After months of stop-and-start negotiations and repeated standoffs between investors, banks, and local authorities, Related Digital has closed a $16 billion financing package for a massive Oracle-dedicated AI data center campus in Saline Township, Michigan. The deal marks one of the largest infrastructure financing transactions in the current AI buildout cycle, and the fact that it got done at all speaks volumes about the state of institutional appetite for AI-linked assets.
The campus, known as "The Barn," a nod to the historic red barn preserved at the entrance along Michigan Avenue, will house three single-story data center buildings exceeding one gigawatt of combined capacity. Construction on the first buildings is already underway and reportedly on schedule for delivery to Oracle.
Who put up the money and how the deal is structured
The financing combines equity from Related Digital and funds affiliated with Blackstone, alongside fixed-rate, long-term debt anchored by PIMCO-managed funds and accounts. Bank of America served as the structuring agent, with Goldman Sachs and Wells Fargo advising Related Digital through the process.
Notably, Blackstone's equity contribution came in at roughly $2 billion, considerably smaller than what had been discussed in earlier rounds. The remainder of the package leans heavily on the debt side, with the structure designed as project financing, meaning the obligations sit off Oracle's corporate balance sheet rather than on it.
What ultimately broke the deadlock, according to Bloomberg's reporting, was Oracle's willingness to tighten certain leasing terms, giving lenders greater confidence in the income stream underpinning the debt. Oracle's stronger-than-expected earnings reported in March 2026, driven by accelerating demand in its infrastructure business, also helped restore credibility with investors who had grown cautious.

Who is behind the project and why it matters
Who is Related Digital?
Related Digital is a vertically integrated data center development and investment platform, and this deal dramatically validates its strategy. CEO Jeff T. Blau framed the closing as confirmation of institutional support for a broader pipeline that now exceeds $45 billion across developments in Ontario, Wyoming, Michigan, Missouri, Illinois, and Texas. The company's five-gigawatt-plus development pipeline across North America now has the institutional backing to go with it.
Who is Oracle's end customer for the compute?
The campus is being built specifically to support Oracle's partnership with OpenAI. It is a key component of the Stargate initiative, the sweeping AI infrastructure plan involving SoftBank Group, OpenAI, and Oracle that was announced by President Trump in January 2025 and carries a total investment figure of up to $500 billion.
Who is handling the power supply?
DTE Energy will supply 100 percent of the campus's power, drawing on existing grid resources supplemented by new battery storage financed entirely by Oracle. This arrangement is projected to generate approximately $300 million in savings for DTE's existing customers by distributing fixed grid costs more broadly, an unusual community benefit embedded in the project's financial structure.

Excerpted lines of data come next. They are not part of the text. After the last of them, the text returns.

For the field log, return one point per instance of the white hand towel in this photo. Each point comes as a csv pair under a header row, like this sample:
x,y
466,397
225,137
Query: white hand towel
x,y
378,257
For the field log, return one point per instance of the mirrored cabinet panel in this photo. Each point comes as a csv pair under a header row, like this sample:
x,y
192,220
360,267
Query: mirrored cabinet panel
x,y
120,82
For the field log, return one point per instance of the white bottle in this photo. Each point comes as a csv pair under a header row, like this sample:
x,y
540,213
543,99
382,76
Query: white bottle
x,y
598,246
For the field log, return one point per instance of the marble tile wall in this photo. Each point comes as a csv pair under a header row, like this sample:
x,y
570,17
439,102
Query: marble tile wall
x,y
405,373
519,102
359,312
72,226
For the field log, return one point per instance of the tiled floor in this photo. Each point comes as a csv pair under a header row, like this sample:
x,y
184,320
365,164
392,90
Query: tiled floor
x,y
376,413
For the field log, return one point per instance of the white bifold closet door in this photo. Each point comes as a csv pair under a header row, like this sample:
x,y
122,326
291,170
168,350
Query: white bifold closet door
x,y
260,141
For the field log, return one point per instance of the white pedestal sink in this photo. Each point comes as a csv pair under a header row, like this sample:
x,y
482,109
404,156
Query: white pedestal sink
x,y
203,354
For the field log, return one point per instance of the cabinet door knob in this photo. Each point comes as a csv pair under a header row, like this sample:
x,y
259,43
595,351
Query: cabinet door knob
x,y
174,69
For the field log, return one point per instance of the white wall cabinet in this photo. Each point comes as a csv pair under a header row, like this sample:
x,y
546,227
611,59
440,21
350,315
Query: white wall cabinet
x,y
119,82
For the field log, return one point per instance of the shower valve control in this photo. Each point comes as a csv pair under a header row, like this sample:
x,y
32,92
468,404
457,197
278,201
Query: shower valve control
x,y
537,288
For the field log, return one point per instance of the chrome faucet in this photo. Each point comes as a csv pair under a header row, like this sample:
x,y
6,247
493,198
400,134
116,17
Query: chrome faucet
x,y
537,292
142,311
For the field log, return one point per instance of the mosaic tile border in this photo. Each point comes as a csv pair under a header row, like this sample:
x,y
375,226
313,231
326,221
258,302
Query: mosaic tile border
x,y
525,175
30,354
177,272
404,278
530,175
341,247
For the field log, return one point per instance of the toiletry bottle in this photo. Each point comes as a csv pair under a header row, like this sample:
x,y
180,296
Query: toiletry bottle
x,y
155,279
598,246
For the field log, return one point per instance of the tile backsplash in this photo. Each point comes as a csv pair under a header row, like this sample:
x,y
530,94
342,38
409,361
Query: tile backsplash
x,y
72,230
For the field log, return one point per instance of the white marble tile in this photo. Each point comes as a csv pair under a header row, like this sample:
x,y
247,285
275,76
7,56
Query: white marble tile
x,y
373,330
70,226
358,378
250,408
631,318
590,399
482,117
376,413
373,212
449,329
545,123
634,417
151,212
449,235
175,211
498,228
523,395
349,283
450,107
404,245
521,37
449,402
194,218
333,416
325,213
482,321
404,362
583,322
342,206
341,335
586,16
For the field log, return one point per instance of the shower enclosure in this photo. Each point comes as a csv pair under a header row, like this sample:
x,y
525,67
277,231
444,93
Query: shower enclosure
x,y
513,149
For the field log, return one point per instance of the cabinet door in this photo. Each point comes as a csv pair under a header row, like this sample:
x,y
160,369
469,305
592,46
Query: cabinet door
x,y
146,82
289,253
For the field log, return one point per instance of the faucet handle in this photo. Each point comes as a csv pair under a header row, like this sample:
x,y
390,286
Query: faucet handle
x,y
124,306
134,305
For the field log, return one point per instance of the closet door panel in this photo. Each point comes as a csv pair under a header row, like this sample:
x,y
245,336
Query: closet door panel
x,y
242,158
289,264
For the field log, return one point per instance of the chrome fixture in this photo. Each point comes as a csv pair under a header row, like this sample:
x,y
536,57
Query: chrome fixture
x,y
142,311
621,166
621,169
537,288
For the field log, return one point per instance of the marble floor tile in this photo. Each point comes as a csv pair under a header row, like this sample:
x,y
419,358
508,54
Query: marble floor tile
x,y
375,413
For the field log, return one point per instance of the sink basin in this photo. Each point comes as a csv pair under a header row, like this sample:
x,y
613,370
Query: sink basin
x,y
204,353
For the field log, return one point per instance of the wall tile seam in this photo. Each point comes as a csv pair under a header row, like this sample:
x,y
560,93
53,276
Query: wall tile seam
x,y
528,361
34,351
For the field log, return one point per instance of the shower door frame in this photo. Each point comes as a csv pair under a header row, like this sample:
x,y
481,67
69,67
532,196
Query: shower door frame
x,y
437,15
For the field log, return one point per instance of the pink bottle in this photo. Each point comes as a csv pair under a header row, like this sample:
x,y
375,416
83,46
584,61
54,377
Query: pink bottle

What the broader financing context tells us
The Michigan deal does not stand alone. It follows a $38 billion debt package assembled by banks for Oracle data centers in Texas and Wisconsin, and an $18 billion financing for a New Mexico site. Taken together, these transactions reveal that Oracle is building out a massive physical AI infrastructure footprint without burdening its own balance sheet, using project finance structures that transfer risk to institutional investors who believe in the long-run demand for AI compute.
The difficulty of closing the Michigan deal is itself instructive. The repeated negotiations and multi-party standoffs reflect a broader shift in how Wall Street is approaching AI-linked infrastructure. Demand signals are credible enough that deals get done, but lenders are now pressing for tighter terms, stronger lease structures, and more conservative assumptions about utilization. That is a healthy maturing of the market, even if it slows the pace.
What the campus means for Michigan
Beyond the headline financing figure, the project carries significant economic weight for the region. The campus is expected to create more than 2,500 union construction jobs, over 450 permanent onsite positions, and an additional 1,500 or more jobs county-wide from related economic activity. The development also includes $14 million in direct benefits to local fire departments and community programs, along with the preservation of more than 750 acres. The project will pursue LEED certification and uses a closed-loop cooling system, addressing the environmental footprint that has become a scrutiny point for large data center builds.